As with teachers, the purposes of education were quite broadly defined by parents and governors - though pupils placed strongest emphasis on academic achievement and the acquisition of subject knowledge and examination success.
However broadly we may wish to define the purposes of education, we cannot avoid the elephant in the room. ~ the major challenge of inequality and that long tail of underachievement ~ the longest tail in the Western world.
It’s persistent, apparently intractable and hugely influenced by social class and poverty.
We seem to have reached a plateau in the improvement of standards of literacy and numeracy.
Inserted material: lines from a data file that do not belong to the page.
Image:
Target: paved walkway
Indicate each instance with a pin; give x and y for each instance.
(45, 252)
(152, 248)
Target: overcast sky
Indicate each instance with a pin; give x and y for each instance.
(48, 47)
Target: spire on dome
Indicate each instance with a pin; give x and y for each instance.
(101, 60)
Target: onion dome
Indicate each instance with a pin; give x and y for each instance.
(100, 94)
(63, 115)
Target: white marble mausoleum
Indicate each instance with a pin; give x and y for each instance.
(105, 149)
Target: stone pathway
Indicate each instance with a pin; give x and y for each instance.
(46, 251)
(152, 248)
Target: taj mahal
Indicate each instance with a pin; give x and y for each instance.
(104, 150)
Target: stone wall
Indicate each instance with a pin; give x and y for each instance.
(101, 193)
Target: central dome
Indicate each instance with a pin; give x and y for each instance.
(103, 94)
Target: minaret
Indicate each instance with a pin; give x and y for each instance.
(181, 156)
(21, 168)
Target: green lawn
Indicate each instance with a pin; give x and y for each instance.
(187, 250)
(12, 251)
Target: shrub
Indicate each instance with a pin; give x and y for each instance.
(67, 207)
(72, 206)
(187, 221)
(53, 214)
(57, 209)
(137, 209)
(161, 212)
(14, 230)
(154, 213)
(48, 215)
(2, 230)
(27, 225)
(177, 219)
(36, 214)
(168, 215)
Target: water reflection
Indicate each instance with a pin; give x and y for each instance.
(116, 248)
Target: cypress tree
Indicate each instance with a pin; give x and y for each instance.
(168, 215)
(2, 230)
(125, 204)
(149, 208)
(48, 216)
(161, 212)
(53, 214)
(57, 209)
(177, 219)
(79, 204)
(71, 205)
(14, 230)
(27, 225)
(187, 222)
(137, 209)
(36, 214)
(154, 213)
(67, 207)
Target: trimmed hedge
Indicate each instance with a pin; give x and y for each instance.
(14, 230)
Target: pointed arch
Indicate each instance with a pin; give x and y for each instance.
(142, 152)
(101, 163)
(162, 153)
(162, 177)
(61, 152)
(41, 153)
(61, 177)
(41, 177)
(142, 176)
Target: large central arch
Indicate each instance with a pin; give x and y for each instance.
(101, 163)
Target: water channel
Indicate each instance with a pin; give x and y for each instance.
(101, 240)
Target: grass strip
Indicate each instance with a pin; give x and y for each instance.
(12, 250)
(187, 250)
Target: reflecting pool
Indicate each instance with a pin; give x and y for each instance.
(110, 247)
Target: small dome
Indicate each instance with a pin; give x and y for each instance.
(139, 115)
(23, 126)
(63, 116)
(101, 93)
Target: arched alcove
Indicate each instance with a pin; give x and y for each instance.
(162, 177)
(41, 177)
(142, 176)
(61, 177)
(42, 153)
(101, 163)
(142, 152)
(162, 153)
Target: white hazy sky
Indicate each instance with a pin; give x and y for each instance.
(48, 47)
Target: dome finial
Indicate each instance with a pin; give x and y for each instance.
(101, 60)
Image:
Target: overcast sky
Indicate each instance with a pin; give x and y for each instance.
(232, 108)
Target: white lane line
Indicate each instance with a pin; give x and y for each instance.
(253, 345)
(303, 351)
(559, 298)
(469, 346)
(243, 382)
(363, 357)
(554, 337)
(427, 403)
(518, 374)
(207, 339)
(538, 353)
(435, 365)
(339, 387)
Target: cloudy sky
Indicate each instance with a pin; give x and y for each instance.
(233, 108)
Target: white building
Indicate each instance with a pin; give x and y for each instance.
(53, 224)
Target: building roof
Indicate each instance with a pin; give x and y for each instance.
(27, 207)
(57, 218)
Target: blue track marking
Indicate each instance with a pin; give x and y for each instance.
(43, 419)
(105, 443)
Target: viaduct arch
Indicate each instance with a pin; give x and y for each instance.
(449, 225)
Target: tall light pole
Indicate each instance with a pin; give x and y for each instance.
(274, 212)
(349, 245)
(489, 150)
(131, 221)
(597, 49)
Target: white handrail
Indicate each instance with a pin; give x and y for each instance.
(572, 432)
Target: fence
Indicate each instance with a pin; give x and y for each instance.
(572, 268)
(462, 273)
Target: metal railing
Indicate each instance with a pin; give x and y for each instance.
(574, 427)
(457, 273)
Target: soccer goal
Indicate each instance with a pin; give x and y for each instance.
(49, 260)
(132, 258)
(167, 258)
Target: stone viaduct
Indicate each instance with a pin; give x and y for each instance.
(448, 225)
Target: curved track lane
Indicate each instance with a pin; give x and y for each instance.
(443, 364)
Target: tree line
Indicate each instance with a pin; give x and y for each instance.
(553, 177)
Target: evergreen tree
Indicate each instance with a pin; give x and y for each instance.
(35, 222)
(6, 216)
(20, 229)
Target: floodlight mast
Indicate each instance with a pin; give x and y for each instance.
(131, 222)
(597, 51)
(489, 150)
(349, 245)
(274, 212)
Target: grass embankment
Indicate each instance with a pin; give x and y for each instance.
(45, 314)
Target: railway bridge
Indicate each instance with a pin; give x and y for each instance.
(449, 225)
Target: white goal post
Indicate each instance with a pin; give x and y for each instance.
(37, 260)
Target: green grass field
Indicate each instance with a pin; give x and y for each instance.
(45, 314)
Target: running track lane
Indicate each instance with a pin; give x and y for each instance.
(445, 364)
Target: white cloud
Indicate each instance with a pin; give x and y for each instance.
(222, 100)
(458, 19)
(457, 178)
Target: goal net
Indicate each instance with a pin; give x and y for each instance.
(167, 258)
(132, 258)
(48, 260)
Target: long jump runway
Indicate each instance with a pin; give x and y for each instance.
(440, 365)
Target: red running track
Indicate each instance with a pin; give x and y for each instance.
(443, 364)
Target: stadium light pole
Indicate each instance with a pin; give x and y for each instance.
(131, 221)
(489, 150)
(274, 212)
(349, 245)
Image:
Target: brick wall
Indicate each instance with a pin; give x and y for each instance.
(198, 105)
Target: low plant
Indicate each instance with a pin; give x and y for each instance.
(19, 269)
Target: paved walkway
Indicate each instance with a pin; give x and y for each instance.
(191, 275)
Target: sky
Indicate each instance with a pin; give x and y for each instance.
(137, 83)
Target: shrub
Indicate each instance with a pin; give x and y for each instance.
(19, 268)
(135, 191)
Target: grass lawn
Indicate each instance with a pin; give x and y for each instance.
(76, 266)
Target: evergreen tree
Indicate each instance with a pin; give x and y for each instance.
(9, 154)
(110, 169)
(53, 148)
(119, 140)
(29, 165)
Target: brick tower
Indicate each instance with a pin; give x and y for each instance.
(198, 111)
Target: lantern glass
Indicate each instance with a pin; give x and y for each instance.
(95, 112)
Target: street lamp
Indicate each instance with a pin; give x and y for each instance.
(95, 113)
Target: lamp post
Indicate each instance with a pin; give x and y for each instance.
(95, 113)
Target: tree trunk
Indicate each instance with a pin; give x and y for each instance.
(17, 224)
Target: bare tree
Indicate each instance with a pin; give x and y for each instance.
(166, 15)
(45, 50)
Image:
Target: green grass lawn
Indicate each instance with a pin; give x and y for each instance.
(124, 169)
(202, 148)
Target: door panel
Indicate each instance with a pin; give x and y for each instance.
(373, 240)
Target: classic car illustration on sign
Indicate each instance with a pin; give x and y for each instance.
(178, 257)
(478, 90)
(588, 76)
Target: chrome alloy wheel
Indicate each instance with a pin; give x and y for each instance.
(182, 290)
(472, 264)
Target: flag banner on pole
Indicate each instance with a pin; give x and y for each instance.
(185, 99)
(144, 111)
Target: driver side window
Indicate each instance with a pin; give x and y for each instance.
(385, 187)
I have my own explanation for this.
The single biggest leap in standards of literacy in our primary schools was achieved the year before the literacy hour was introduced – but when teachers and schools knew it was coming. Their attention had been directed to the problem – a legitimate action for Government – and teachers and schools devised their own solutions – and these made a greater impact than what followed.
I would argue that what works for teachers – devising your own solutions, applying your own creative powers, working collaboratively on a shared problem – also applies to pupils.
And tells us something important and enduring about the purpose of education…. It asks us to find the right balance between stimulus and support, between knowledge and inquiry; and to encourage self directed learning, because knowing how to learn requires both discipline and creativity.
That is what education should be about and, helpfully, it points us to what it should be for.